I find that the discipline required for writing can easily tip over into self-punishment if I’m too solemn or moralizing about what is “enough” or “right”: I’m not a better person for having written more words in a day; that was luck, which is contingent on me showing up to work when I can…so I just show up. Also, I have a chronic illness, which makes it hard to stay consistent. On a high symptom day, any aspirational routine is going to be completely shot, and that’s FINE. 

I write for two reasons: one is to earn a living; two is total revenge on what you’re supposed to do with a life. Sometimes these overlap and often they don’t. 

If you could have a conversation with an author throughout history about their writing routine and creative process, who would that person be and why?

I would like to ask Kurt Vonnegut, one of my favorite authors, how he managed to ignore his family every morning until he had completed his daily work on his typewriter. Then I would like to ask his wife Jane Cox what her routine looked like: how she managed to care for all their children while Kurt was sequestered in his office, and how she found time to write so many letters and edit Kurt’s writing as well. If I had a bonus question I would also ask Kurt about the Tralfamadorian phrase in response to death: “so it goes.” 

What have been some of your favorite reads recently?

I’m on a wildly good reading streak. On the last day of 2022 I finished The Book of Sleep by Haytham El Wardany, which was gorgeous and made me cry (unusual). El Wardany suggests that political revolution requires the ability to allow ourselves to sleep: collective action is premised upon rest and the ability to cross over to another realm of life where productivity is besides the point. Incredible.

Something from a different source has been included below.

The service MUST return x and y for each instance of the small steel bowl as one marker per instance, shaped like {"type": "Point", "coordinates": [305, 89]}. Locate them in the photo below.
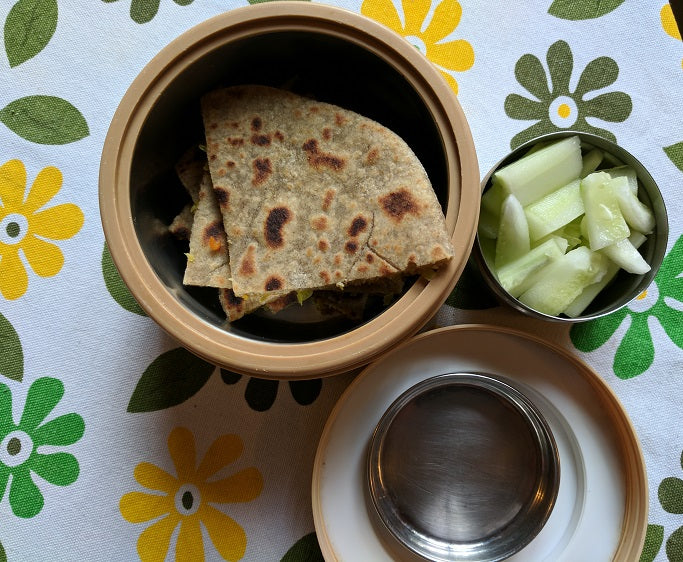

Then I read Health Communism by Beatrice Adler-Bolton and Artie Vierkant, a perfect extension of that line of thinking, which argues that surplus populations (the sick, the elderly, the unproductive) are exactly the groups that must come together to dismantle systems of oppression. Yes.

Then, at the suggestion of someone in my writing group, who told me it might help me construct my novel-in-progress, I read Goethe’s Elective Affinities. Let me tell you: this book is totally metal. I had no idea it was so erotic and gay. Plus it DID help me with my own plot.

Now I’m 800 pages into David Graeber’s 1,200-page Debt: The First 5,000 Years and all I can say is that I regret not reading this ten years ago. Don’t make the same mistake I did: read it now. 

What does your current writing workspace look like?

On the occasion that I am feeling well and have a meeting-free day I go to a desk in a shared office where there is a fancy printer, fast wifi, and a bin full of chocolates. When I have a lot of meetings scheduled or when my health is not so good, as on most days, I work at a desk in my living room surrounded by artwork made by my friends and plants.

Both of these desks have computer monitors and adjustable chairs for ergonomic purposes. On very bad health days I work from bed and let my spine take the hit. My boyfriend (also a writer) and I share our home and workspace, and we decide every day who is going to work where. I’m very lucky.